AS THE HOUSE OF COMMONS GOT down to work in 2016, the New Democratic Party (NDP) invited the party faithful to participate in a couple of telephone town-hall meetings about the party’s dismal federal election results. Not surprisingly, party executives got an earful from campaign workers, donors and aging baby boomers.
I listened in on the Eastern Canada call. The callers were very predictable in their denunciation of national campaign staff, their leader’s lack of passion, movement away from hardline socialism, neglect of the grassroots and so on.
What wasn’t discussed was far more telling about the party’s future. The NDP will need to ask itself some hard questions about its viability and about its future when its members meet in Edmonton in April.
While there were a few references in the conference call to getting the party back to its labour and working class roots, there was no discussion of whether labour actually supports the NDP anymore. This is surprising because the largest union in the country, Unifor, publicly urged its members to vote strategically (read: Liberal) in order to get Stephen Harper out of office.
Unifor probably wasn’t the only union to ask its members to vote this way. Although the Canadian Labour Congress (CLC) didn’t recommend strategic voting, the CLC didn’t endorse the NDP, either.
One union got caught illegally funnelling donations to the Liberals.
Considering the financial reliance the NDP has had on unions and unions’ rank-and-file members, you would think future support of the labour movement – and its money – would be a topic of discussion.
One party that has noticed the inroads the Liberals are making into the labour movement is the Conservatives.

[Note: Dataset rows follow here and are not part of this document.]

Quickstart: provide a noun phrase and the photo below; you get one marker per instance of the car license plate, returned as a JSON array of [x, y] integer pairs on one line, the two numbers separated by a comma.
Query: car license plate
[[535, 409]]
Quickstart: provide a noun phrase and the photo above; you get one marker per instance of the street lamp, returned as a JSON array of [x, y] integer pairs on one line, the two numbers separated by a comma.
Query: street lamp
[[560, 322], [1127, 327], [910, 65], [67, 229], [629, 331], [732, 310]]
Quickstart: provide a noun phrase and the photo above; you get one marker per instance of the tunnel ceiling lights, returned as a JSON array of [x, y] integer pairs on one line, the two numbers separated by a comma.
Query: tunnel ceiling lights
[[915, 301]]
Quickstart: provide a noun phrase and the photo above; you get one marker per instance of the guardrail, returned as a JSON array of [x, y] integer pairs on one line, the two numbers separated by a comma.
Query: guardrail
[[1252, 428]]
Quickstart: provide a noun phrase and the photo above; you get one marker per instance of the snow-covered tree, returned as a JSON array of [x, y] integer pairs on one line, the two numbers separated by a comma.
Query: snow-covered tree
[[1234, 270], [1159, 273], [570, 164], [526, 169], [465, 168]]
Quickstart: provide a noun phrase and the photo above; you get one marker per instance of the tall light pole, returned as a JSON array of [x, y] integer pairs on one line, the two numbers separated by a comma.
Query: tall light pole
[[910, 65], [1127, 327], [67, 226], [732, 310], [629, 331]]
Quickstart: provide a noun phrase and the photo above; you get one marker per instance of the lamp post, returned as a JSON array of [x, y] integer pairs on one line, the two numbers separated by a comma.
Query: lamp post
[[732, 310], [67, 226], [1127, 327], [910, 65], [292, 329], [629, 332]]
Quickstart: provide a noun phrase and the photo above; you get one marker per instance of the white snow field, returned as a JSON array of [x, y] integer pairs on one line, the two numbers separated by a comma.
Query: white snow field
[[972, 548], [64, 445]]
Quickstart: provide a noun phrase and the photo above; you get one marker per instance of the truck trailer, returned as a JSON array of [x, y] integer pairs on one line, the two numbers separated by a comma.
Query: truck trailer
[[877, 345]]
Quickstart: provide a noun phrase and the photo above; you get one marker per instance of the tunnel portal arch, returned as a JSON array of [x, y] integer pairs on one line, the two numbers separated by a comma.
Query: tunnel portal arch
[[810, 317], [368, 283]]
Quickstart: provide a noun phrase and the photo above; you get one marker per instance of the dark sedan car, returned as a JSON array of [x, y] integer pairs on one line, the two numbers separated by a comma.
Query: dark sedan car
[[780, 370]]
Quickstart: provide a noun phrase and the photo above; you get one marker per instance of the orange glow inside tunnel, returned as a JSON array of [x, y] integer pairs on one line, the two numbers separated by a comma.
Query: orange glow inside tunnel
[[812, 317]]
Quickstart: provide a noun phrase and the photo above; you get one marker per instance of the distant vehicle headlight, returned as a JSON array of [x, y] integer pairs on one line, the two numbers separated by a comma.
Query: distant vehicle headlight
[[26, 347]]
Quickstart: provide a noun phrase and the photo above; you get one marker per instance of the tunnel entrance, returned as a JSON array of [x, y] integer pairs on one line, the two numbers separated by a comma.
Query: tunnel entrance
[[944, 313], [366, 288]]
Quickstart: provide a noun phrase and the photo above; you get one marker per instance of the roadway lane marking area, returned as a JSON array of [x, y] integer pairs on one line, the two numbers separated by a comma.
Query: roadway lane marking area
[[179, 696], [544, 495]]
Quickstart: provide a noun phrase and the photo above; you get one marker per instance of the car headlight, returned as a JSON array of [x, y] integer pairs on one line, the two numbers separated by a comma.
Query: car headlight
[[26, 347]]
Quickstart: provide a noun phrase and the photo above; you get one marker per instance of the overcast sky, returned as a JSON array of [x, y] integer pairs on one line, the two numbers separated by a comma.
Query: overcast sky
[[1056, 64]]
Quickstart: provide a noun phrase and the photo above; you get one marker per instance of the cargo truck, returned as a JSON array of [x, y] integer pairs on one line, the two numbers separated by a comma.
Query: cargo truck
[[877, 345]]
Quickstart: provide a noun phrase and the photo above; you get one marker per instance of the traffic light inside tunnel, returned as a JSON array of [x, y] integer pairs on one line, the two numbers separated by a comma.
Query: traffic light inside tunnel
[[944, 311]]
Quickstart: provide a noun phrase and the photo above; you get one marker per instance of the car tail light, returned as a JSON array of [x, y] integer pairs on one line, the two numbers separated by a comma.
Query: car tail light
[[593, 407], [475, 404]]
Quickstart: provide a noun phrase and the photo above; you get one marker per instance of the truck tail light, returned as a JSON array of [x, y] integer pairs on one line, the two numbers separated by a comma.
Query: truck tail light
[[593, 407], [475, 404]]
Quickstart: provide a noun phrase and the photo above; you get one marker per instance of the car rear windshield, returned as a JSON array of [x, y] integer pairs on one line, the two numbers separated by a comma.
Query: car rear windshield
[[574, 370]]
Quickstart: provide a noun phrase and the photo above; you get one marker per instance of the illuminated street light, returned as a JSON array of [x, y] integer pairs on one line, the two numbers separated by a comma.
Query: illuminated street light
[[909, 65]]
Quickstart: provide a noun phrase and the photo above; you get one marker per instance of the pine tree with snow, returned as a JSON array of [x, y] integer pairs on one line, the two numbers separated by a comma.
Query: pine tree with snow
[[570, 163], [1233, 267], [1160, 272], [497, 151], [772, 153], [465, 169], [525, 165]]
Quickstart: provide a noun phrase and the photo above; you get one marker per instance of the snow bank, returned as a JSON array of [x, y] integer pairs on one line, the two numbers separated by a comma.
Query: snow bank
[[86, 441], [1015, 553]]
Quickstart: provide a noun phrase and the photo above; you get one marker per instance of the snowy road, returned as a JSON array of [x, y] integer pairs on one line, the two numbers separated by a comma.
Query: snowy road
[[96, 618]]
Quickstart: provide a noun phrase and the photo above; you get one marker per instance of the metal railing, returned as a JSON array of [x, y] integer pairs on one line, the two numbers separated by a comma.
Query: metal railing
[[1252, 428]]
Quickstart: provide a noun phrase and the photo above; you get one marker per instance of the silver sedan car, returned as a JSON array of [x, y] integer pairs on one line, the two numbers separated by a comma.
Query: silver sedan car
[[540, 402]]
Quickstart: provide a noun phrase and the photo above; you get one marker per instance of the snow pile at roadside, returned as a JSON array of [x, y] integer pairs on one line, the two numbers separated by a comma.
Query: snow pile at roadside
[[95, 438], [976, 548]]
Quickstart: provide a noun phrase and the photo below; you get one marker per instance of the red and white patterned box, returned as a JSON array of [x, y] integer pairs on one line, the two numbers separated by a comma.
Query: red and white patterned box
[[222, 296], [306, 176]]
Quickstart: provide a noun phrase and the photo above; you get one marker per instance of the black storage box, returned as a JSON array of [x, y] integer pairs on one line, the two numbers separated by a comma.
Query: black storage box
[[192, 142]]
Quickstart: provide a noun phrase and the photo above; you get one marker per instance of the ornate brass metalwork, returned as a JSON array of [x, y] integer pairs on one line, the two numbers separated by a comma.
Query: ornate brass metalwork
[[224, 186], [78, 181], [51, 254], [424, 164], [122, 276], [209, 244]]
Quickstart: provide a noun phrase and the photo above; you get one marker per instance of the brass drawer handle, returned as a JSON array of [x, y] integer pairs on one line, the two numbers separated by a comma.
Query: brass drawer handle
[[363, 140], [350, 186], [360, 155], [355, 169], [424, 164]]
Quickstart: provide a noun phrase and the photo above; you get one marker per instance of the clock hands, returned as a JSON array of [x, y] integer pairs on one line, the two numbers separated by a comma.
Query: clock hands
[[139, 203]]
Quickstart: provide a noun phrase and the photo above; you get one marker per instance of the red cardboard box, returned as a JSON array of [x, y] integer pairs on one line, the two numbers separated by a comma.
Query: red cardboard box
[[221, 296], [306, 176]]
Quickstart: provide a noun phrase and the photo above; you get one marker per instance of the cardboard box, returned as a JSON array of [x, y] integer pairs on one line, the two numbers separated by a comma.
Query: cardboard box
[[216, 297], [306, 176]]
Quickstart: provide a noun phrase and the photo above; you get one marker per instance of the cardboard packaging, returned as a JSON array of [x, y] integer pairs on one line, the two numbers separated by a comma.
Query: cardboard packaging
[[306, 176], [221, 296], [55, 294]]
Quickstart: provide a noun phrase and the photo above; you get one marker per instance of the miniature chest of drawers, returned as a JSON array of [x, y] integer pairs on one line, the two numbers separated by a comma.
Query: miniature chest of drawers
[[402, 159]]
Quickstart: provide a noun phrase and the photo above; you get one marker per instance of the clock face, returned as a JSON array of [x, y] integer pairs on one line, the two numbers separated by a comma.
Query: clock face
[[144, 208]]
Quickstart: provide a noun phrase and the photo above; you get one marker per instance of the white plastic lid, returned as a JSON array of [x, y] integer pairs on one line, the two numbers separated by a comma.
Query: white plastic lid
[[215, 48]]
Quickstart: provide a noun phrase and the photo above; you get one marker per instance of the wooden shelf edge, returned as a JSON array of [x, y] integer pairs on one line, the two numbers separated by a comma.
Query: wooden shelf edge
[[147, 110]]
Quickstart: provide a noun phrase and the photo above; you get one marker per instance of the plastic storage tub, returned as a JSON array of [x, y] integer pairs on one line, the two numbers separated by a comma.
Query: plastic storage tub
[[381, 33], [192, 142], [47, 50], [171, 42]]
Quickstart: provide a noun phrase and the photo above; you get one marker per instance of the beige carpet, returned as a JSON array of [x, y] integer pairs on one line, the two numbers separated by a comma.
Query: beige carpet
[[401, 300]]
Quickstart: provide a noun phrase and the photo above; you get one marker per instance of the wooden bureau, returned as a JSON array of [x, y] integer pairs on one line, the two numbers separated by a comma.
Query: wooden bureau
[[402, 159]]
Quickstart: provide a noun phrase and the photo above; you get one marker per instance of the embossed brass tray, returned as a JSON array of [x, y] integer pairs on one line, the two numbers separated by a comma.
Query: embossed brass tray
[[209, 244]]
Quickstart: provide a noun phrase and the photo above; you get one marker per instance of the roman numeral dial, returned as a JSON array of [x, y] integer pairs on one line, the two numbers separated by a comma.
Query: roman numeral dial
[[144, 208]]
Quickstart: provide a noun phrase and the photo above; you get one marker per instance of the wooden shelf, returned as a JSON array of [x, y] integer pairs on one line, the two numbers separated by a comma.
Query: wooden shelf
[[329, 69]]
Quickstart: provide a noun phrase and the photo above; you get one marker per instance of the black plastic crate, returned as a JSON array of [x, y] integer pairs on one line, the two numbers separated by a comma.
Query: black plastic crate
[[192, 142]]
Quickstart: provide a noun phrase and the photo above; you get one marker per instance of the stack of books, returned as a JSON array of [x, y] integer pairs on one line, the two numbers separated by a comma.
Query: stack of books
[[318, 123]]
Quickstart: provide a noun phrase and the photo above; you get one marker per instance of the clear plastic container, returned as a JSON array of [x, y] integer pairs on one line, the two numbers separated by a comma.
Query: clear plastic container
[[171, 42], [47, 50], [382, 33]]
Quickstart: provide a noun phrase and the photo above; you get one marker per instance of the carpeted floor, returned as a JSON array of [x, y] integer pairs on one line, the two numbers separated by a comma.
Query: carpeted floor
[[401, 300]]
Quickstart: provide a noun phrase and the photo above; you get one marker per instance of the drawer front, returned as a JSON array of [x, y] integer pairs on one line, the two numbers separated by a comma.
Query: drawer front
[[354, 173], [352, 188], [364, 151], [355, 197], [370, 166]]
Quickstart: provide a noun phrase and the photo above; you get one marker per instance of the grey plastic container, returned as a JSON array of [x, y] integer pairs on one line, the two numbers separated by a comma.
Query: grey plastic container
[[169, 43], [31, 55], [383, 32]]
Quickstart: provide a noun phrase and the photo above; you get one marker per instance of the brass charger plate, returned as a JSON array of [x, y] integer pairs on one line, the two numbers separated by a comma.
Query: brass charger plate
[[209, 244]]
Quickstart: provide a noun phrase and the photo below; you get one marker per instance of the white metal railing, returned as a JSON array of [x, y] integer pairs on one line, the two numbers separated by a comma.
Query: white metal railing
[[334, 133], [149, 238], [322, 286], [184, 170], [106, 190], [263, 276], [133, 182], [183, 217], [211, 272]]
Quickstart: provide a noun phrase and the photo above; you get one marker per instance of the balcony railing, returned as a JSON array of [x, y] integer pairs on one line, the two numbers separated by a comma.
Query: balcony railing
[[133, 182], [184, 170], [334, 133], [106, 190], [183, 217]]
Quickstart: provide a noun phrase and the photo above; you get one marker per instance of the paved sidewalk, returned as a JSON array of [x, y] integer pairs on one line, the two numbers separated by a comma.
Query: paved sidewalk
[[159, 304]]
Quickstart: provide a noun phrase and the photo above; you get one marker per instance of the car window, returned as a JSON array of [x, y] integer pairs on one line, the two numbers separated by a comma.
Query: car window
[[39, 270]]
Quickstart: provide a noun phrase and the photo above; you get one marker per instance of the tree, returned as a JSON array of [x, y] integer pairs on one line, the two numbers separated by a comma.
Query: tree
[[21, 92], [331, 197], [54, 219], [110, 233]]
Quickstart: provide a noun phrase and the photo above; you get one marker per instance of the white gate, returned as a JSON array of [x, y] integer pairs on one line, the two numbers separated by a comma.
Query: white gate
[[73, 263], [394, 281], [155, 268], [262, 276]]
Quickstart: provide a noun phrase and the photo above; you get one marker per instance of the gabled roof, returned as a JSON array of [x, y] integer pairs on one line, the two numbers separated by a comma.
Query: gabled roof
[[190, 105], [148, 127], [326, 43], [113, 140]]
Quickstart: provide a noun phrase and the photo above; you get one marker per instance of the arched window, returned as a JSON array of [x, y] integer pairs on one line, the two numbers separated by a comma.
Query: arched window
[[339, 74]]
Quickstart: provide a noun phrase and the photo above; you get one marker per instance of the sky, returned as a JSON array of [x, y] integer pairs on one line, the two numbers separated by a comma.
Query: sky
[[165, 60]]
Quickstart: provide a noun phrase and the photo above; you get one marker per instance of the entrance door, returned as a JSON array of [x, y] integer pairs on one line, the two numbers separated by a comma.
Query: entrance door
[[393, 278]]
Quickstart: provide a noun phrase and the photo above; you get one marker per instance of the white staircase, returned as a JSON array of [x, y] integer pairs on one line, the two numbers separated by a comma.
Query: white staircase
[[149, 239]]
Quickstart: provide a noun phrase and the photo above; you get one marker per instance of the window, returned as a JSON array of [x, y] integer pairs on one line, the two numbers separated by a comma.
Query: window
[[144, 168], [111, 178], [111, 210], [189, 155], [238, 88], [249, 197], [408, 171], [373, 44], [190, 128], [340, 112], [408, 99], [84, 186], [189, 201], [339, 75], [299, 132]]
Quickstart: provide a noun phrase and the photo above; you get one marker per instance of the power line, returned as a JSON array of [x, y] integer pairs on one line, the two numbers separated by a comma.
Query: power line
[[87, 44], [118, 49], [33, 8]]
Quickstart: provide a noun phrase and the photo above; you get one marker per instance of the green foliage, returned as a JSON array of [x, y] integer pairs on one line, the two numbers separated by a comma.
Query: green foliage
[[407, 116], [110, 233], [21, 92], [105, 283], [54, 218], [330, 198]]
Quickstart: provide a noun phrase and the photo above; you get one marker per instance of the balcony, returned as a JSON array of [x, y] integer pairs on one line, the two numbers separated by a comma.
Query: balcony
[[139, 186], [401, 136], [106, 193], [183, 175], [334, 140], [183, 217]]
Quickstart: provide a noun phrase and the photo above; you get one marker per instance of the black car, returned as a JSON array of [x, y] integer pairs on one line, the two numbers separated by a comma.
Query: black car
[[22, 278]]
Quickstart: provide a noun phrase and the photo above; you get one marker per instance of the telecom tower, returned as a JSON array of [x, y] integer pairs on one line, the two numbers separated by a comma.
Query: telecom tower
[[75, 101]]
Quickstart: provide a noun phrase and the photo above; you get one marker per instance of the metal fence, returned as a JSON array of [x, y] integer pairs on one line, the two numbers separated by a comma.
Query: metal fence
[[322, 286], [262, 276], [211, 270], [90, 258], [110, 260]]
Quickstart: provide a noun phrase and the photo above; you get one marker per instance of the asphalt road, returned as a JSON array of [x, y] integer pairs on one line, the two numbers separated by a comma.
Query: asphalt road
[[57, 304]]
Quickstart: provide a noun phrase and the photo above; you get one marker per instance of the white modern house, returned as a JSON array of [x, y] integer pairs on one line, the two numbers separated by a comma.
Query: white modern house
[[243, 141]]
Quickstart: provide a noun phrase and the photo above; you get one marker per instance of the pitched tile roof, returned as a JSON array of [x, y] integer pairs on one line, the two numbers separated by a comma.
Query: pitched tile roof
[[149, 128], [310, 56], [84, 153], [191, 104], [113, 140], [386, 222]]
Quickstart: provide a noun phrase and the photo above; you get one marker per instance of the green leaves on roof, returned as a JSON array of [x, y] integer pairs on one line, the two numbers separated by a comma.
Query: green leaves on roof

Why hasn’t the NDP?
When Harper banned political donations from corporations and unions in 2006, his party already had converted its fundraising to small, grassroots contributions. Harper would later cancel most, but not all party subsidies, putting his rivals in a tough position.
The Liberals finally caught up with the Conservatives financially in 2015, which leaves the NDP with considerable catching up to do in funding.
Another question missing in the NDP’s conference call was: “Where were the kids?” A viable political party has to have youths to pose for the cameras, schlep leaflets and staff campaign headquarters. This topic didn’t come up until late in the conference call, when two members of the youth wing called in and blasted the party for ignoring them. Frankly, most of the callers sounded like aging white people.
The two youths complained that the national office ignored them and didn’t support the campus youth clubs, while the Liberals and Conservatives made good use of their kid brigades. NDP party president Rebecca Blaikie, who chaired the call, validated these complaints by saying: “[The Liberals and Conservatives] definitely ate our lunch on campuses across the country.”
NDP party leader Tom Mulcair may have the looks and demeanour of a suave 19th- century banker, but demographics may be the NDP’s major problem. The Liberals gained three million votes from the millennials this time around.
The NDP also should be looking at historical voting patterns beyond the fact that Canadians haven’t elected a prime minister with facial hair since Sir Charles Tupper. When the Liberals are on their way out, the NDP becomes a parking lot for disgruntled left-of-centre voters. Always.
The Conservatives need this to happen – to split the Liberal vote enough to win. Likewise, the Liberals know that when the Conservatives start slipping, the Liberal Party can call these votes home.
This is why the NDP went from having its largest caucus ever, at 43 MPs, to just seven seats and losing its party status in 1993. And why the NDP plunged to third party status in 2015.
Both the Liberals and the Conservatives would have to rewrite their playbooks if the NDP failed. Jack Layton persuaded the NDP at its policy convention in Quebec City in 2006 to move to just left of centre to attract more middle-class voters. That strategy might have worked this time, had Mulcair not decided to offer voters Stephen Harper Lite as a campaign platform.
Layton’s strategy deserves another shot. But the NDP needs to take an honest look at what it has become and where it wants to go – for its own sake.